O’Nell rightly points out that it is not just narrative that matters for these veterans, it is a specific form of narrative that appears to make the difference, as well as the social venue and the attitude of the listeners. In the context of a Western society in which going to see a therapist is a pretty mainstream response to many life problems, this emphasis on “talking things out” may seem a bit obvious. But what this example suggests is the possibility of cross-cultural variation in narrative forms that bear an essential commonality: they are in some way therapeutic for those struggling with the aftermath of trauma. This begs the comparative question, do narratives exist cross-culturally that may – despite different structures and content – similarly tap into the necessary processes for healing trauma?
In tackling this question, we yet again see how PTSD provides an opportunity for exploring the relationship between individual and environment, and in doing so demands that we consider the type of process Paul Mason writes of so infectiously in his recent post on neuroplasticity. We have had evidence for a while now that PTSD is associated with decreased hippocampal volume, but what will we learn about the structure of the brain through an exploration of the neural changes occurring alongside post-therapy symptom reductions in PTSD?
A study of eye movement desensitization and reprocessing (EMDR) – a therapy with mixed evidence for its efficacy, but which focuses on retelling traumatic memories in accompaniment with a series of eye motions intended to access key networks in the brain – found that, among 6 PTSD-diagnosed police officers who underwent SPECT imaging before and after their treatment, symptom reductions were associated with decreases in the left parietal lobe, left and right occipital lobes, and right precentral frontal lobe.
It’s just a beginning, but as our ability to conduct and comprehend neural imaging and other technologies increases, we will be able to observe the changes that accompany not only stress and PTSD but also the path to healing – that re-wiring of emotional and physiological responses that results in a reduced sense of suffering and distress.
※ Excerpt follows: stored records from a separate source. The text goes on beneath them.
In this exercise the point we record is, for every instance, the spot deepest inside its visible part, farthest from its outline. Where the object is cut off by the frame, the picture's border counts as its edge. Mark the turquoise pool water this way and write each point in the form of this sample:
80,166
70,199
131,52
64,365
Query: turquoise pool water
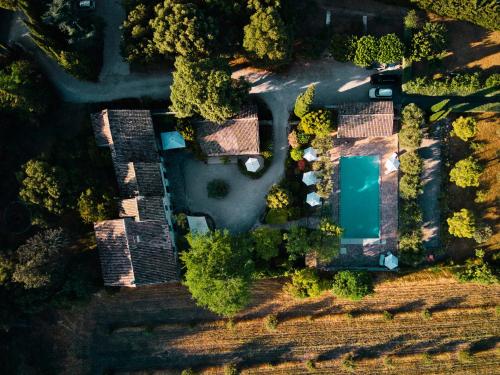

This research opens up the examination of narrative in a new way: as a focal point for understanding the practical interaction between communication and the brain, with very real consequences for healthy functioning. How incredible to think of being able to visualize such an internal, intimate relationship between words and illness, language and the body.
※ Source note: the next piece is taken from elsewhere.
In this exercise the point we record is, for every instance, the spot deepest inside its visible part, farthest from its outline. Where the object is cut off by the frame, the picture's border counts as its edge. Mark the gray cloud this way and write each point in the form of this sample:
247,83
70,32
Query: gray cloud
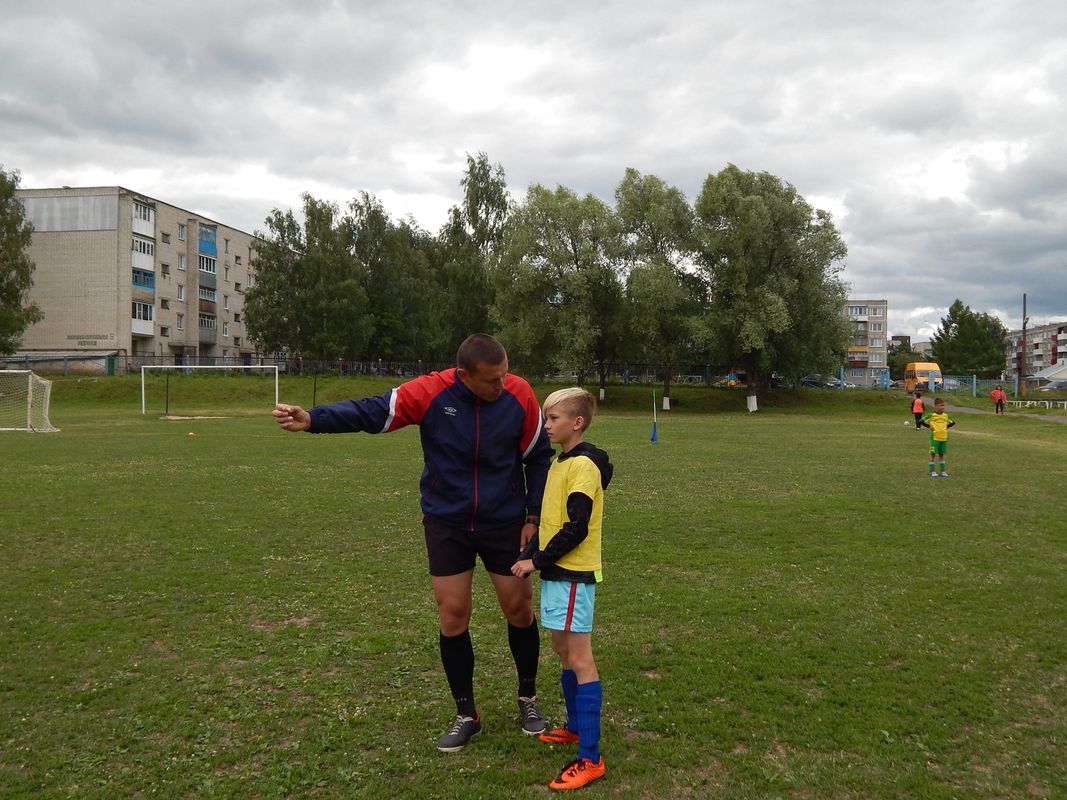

In considering the question of healing narratives, however, a series of other inquiries open up, most obviously: how does narrative-focused healing occur? What are the psychological and physiological processes providing the mechanisms for healing? We might also ask what characteristics define the appropriate type of narrative in a given cultural setting. Are there characteristics that appear to be common? And does variability in the nature of healing narratives occur in tandem with, or despite, differences in how closely local ideas of trauma resemble Western notions of PTSD?
Thinking in this way will also require that we navigate some rocky methodological questions. For example, it may be necessary to define traumatic aftereffects in a manner that considers cultural variation and the validity of comparison without limiting the field to PTSD per se. We must also distinguish between narratives that respond to long-term evidence of trauma, narratives that are intended to prevent acute aftereffects from becoming more chronic, and narratives that are useful in managing different types of traumatic events, from rape to war.
Despite its difficulties, such a path of inquiry has enormous potential for integrating neuroscience and some of the great questions of culture and experience.